This week’s guest, Chris Mandel, is the Director of the Sedgwick Institute and the Vice President for Sedgwick’s Strategic Solutions. Chris has more than 25 years of leadership experience in large global corporate risk management.
What is the Goal of Traditional Risk Management?
- Prevention - prevent bad things from happening.
- Financing - figure out the best way to financially mitigate the negative effects of those bad things.
- Control - discern what the necessary steps are after those bad things occur.
Resiliency in Enterprise Risk Management
Enterprise Risk Management, or ERM, applies the three pillars of traditional risk management (prevention, financing and control) to all risks and considers not only the negative outcomes, but positive outcomes as well.
Approximately ten years ago, resiliency has become more of focal point with regards to business continuity and is now at the heart of ERM. Resiliency as a function of business continuity has become the core aspect of risk strategy, which involves anticipating the various outcomes of processes within your entity.
With resiliency in mind, it is imperative risk managers ensure that the financing of risks is aligned with the financial strategy of the organization. Resiliency provides the organization with the means to optimally mitigate damages during and after a crisis, in turn, fortifying its ability to respond effectively.
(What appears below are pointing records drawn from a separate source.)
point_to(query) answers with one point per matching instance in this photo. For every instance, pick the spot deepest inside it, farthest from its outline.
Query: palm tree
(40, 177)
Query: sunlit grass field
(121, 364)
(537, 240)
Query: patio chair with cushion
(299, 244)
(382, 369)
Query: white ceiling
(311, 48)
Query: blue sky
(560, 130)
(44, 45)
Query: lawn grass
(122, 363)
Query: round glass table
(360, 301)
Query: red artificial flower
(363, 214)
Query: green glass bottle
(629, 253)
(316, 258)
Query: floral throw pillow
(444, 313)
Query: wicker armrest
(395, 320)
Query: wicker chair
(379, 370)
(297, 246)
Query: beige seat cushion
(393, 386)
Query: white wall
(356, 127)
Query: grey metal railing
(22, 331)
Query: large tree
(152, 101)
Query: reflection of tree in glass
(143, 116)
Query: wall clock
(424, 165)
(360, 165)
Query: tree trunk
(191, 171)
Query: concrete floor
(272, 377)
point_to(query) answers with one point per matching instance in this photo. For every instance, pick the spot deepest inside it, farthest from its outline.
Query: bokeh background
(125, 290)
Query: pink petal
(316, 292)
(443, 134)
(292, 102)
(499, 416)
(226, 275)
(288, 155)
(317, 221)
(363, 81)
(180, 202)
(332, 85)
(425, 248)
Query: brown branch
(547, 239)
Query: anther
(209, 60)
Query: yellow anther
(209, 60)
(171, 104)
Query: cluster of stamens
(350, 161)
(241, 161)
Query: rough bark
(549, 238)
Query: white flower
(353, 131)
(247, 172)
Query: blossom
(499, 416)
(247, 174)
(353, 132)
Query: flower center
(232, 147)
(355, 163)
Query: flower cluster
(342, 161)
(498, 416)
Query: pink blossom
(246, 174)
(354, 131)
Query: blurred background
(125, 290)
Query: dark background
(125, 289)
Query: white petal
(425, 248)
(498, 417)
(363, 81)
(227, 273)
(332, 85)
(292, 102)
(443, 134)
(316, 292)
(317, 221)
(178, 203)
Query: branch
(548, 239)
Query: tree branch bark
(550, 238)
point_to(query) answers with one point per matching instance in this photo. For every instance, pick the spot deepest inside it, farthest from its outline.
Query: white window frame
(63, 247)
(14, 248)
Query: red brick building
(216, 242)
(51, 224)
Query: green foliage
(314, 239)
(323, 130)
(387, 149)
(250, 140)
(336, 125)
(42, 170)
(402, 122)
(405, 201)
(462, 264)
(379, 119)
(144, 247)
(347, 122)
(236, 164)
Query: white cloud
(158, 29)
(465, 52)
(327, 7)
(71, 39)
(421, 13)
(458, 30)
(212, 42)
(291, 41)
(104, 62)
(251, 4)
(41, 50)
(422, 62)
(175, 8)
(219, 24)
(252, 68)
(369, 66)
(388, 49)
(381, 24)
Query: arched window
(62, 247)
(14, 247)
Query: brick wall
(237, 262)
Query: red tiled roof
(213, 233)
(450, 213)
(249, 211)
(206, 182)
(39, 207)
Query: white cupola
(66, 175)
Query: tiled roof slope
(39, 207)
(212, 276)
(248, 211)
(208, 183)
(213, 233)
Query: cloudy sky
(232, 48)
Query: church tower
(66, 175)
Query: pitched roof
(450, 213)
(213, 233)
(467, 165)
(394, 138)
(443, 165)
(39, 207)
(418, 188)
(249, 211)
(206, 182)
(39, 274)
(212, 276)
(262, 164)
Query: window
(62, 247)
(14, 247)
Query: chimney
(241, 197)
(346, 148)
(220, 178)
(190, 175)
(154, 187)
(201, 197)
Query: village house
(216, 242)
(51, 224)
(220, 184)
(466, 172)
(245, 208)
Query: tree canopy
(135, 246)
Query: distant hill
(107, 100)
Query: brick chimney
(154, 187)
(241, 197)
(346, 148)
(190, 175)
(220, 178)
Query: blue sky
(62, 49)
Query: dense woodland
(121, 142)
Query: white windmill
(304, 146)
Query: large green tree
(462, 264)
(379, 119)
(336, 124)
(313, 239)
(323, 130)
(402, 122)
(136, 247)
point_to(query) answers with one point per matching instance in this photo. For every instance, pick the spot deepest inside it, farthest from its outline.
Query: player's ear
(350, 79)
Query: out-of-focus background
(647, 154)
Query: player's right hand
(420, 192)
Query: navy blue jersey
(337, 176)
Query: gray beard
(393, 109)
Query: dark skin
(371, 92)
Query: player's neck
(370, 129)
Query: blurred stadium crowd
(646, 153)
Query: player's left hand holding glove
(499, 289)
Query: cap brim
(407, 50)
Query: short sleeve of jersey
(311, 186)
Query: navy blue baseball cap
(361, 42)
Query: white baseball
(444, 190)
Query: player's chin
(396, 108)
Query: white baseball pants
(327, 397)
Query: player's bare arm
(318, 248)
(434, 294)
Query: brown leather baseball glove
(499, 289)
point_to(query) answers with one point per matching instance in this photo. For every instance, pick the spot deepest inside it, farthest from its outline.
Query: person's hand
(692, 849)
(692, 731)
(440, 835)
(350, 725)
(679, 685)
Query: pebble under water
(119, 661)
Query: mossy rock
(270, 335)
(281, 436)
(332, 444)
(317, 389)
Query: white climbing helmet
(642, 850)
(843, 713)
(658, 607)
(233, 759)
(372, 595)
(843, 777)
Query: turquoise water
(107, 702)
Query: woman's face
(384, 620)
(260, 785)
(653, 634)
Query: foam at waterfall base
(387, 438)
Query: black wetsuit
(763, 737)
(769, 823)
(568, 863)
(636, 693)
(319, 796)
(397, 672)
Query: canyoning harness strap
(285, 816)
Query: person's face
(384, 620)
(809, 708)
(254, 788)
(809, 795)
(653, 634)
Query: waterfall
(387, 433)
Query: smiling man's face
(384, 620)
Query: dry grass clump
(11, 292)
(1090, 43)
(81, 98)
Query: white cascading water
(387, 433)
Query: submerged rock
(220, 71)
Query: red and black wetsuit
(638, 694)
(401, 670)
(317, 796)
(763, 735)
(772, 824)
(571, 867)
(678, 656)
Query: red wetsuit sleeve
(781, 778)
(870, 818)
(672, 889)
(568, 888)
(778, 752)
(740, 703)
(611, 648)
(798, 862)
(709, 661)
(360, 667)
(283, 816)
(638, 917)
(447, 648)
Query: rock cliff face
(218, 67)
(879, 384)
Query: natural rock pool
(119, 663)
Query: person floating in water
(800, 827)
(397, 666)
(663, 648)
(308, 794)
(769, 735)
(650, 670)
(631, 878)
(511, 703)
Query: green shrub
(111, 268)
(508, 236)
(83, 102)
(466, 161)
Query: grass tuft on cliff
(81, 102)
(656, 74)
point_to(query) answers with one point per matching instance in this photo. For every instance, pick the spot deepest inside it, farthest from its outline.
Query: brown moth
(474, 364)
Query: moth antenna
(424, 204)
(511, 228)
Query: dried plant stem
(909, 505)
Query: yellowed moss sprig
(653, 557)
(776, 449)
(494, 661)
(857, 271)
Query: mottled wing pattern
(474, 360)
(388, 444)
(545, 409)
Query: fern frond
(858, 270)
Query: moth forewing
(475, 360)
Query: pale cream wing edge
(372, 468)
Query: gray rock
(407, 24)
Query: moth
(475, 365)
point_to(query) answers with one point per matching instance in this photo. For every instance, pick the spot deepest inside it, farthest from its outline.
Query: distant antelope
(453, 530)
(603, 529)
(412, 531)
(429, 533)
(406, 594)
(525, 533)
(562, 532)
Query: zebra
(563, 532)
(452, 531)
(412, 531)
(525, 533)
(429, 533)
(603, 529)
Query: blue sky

Resiliency is building a strong organization that is able to respond to its risk profile accurately and effectively, as well as reducing the impact of those risks on the organization's or entity's strategic plan.
Traditional Prevention and Control vs. Resiliency
Resilience actually serves as a "third dimension" of the traditional risk management standpoint. Prevention reduces the likelihood of losses occurring, control minimizes the cost of a loss, and resiliency emphasizes restoration and rebuilding back to the status quo.
Resiliency simply enhances the traditional two-legged stance of prevention and control and instilling resiliency as a risk management objective into your entity and/or organization requires a strong risk culture and direction.